Manifestation pacifique contre l'OMC à Genève

Manifestants antimondialisation, samedi, dans les rues de Genève. Keystone

Malgré quelques incidents, la manifestation contre le sommet de l'OMC à Doha s'est déroulée dans le calme. Quelque 5000 personnes ont défilé dans la ville qui abrite le siège de l'OMC.

Ce contenu a été publié le 10 novembre 2001 - 19:56

Empêchés de se rendre au Qatar, où se tient la 4ème conférence ministérielle de l'OMC, les pourfendeurs de la globalisation économique et de l'organisation sensée l'orchestrer ont donc choisi de manifester, en Suisse, devant son siège à Genève.

Un défilé qui constitue une première à plus d'un titre: il s'agit, en effet, du premier rassemblement du «peuple de Seattle», depuis les attentats du 11 septembre et depuis les violentes manifestations de Gêne, lors du sommet du G8.

Une résistance non-violente

Or, malgré quelques incidents, surtout en fin de parcours, causés par des jeunes encagoulés, la manifestation s'est tenue sans violence majeure. Les organisateurs ont en effet tenu à ce que leur action soit pacifique.

«Les organisateurs de cette manifestation tiennent à dire que la résistance sera rude, mais non-violente. Nous n'allons pas utiliser les moyens de nos adversaires. En revanche, nous sommes prêts à aller très loin pour bloquer les processus en cours», précise, à swissinfo, le co-président des écologistes suisses, Patrice Mugny.

La complicité entre les partisans d'une action violente et le reste du mouvement antiglobalisation semble donc terminée. Un service d'ordre mis sur pied par les organisateurs du défilé témoignait d'ailleurs de cette volonté, même s'il n'a pu empêcher certaines violences.

Participation syndicale

L'autre nouveauté de cette manifestation tient à la participation de représentants du monde syndical suisse. A commencer par l'Union syndicale suisse, le Syndicat industrie et bâtiment et Comédia, le syndicat de la communication.

Les paysans d'Uniterre et leur leader Fernand Cuche étaient également de la partie.
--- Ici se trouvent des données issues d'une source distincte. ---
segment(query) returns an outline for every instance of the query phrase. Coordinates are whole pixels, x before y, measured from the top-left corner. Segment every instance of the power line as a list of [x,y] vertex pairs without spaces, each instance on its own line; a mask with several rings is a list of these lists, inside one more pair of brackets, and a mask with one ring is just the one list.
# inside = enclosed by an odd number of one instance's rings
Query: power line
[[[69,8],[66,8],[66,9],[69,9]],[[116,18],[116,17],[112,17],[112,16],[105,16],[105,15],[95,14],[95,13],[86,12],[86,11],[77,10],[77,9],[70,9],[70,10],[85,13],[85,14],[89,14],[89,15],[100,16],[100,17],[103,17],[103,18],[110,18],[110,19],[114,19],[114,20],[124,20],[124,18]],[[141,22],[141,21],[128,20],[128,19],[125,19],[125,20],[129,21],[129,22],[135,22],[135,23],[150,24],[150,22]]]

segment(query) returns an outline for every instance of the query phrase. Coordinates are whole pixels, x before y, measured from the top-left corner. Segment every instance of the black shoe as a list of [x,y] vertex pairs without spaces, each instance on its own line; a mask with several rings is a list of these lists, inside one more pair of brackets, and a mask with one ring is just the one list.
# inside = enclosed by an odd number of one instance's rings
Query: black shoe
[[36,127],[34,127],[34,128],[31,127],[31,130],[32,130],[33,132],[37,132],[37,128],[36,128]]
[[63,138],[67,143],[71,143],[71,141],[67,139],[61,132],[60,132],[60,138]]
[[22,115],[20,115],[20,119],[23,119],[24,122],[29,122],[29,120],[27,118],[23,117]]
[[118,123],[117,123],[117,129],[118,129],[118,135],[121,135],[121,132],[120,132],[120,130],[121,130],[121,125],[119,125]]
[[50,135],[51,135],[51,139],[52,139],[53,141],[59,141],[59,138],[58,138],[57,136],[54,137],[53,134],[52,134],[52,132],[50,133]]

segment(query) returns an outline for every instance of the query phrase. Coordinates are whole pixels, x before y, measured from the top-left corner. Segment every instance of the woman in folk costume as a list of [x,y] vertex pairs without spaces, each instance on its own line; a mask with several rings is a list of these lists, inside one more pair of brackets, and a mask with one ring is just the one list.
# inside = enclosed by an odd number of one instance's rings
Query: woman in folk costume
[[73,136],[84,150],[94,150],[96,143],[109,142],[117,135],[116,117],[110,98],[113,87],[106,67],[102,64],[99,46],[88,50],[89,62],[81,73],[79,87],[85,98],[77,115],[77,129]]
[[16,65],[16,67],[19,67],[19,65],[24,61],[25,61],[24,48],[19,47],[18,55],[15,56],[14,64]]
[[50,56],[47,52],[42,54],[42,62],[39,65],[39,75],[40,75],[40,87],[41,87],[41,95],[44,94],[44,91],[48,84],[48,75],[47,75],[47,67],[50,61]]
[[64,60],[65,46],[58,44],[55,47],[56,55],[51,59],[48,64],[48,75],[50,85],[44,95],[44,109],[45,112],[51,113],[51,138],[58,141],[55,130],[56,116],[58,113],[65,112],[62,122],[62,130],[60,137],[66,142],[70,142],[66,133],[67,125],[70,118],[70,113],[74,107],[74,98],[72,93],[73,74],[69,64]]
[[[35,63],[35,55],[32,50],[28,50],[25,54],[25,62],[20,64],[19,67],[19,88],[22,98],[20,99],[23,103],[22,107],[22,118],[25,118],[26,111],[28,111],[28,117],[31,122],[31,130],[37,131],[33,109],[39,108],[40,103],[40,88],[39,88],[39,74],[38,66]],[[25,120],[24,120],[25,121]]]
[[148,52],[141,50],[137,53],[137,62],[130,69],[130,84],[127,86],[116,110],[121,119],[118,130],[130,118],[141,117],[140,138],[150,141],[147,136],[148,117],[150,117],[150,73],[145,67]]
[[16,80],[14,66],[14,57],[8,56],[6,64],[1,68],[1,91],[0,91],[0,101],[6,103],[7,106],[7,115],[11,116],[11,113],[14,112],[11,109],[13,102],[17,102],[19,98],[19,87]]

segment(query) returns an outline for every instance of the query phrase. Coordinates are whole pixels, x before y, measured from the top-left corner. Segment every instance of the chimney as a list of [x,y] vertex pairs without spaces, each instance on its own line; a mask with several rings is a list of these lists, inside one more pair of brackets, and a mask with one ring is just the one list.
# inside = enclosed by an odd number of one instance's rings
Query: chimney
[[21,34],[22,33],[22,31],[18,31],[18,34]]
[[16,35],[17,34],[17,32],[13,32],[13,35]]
Le José Bové helvétique n'a d'ailleurs pas manqué de saluer cette convergence. Et il a lancé la question fédératrice : «Quel qualité de vie voulons-nous?».

En effet, le parlementaire neuchâtelois est convaincu que, désormais, les citadins et les campagnards vont s'unir «pour ne pas se laisser piétiner par les monstres du commerce».

Une gauche en mutation

En guise de preuve, le leader du syndicat Uniterre cite les nombreux encouragements envoyés par d'autres syndicats et par des consommateurs pour leurs actions de blocage opérées, la semaine passée.

Si le phénomène se confirme, la contestation de la libéralisation économique mondiale pourrait donc bien se traduire par une série d'actions concrètes sur le plan national et reconfigurer, à terme, la gauche helvétique.

Pourtant, la délégation suisse à Doha semble convaincue que son mandat de négociation fait l'objet d'un large consensus. «Se sont des menteurs», rétorque Patrice Mugny, qui fustige déjà une classe politique ayant perdu toute légitimité.